Page 1 of 1

Google File System

PostPosted: Wed Jul 24, 2013 7:17 am
by Prasanth
The great success of Google Inc. is attributed not only to its efficient search algorithm, but also to the underlying commodity hardware and, thus the file system. As the number of applications run by Google increased massively, Google’s goal became to build a vast storage network out of inexpensive commodity hardware. Google created its own file system, named as Google File System. Google File System was innovatively created by Google engineers and ready for production in record time in a span of one year in 2003, which speeded Google’s market thereafter. Google File system is the largest file system in operation. Formally, Google File System (GFS) is a scalable distributed file system for large distributed data intensive applications. In the design phase of GFS, points which were given stress includes component failures are the norm rather than the exception, files are huge in the order of MB & TB and files are mutated by appending data. The entire file system is organized hierarchically in directories and identified by pathnames. The architecture comprises of a single master, multiple chunk servers and multiple clients. Files are divided into chunks, which is the key design parameter. Google File System also uses leases and mutation order in their design to achieve consistency and atomicity. As of fault tolerance, GFS is highly available, replicas of chunk servers and master exists.


In designing a file system for Google’s needs, they have been guided by assumptions that offer both challenges and opportunities.

• The system is built from many inexpensive commodity components that often fail. It must constantly monitor itself and detect, tolerate, and recover promptly from component failures on a routine basis.

• The system stores a modest number of large files. Usually a few million files, each typically 100 MB or larger in size. Multi-GB files are the common case and should be managed efficiently. Small files must be supported, but need not optimize for them.

• The workloads primarily consist of two kinds of reads: large streaming reads and small random reads. In large streaming reads, individual operations typically read hundreds of KBs, more commonly 1 MB or more. Successive operations from the same client often read through a contiguous region of a file. A small random read typically reads a few KBs at some arbitrary offset. Performance-conscious applications often batch and sort their small reads to advance steadily through the file rather than go back and forth.

• The workloads also have many large, sequential writes that append data to files. Typical operation sizes are similar to those for reads. Once written, files are seldom modified again. Small writes at arbitrary positions in a file are supported but do not have to be efficient.
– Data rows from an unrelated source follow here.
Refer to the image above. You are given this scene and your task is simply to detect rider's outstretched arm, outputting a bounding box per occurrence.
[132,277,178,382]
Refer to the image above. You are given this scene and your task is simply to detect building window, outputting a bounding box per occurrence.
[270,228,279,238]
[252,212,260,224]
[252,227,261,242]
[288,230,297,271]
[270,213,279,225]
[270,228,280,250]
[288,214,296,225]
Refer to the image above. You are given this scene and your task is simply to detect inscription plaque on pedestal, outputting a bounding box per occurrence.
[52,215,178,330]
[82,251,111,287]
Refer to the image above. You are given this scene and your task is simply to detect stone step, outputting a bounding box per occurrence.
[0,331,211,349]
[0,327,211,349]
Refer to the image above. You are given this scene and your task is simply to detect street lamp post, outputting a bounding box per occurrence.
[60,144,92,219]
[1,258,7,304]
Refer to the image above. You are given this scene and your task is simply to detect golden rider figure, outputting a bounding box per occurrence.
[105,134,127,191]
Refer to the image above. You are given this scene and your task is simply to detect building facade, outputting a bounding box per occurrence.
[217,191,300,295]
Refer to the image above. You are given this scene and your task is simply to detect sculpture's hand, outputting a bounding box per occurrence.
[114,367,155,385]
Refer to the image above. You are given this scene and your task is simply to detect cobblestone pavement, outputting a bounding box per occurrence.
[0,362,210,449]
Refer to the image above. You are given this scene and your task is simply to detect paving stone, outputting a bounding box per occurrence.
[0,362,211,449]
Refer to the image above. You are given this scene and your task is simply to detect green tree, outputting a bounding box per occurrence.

• The system must efficiently implement well-defined semantics for multiple clients that concurrently append to the same file. The files are often used as producer consumer queues or for many-way merging. Hundreds of producers, running one per machine, will concurrently append to a file. Atomicity with minimal synchronization overhead is essential. The file may be read later, or a consumer may be reading through the file simultaneously.

• High sustained bandwidth is more important than low latency. Most of the target applications place a premium on processing data in bulk at a high rate, while few have stringent response time requirements for an individual read or write.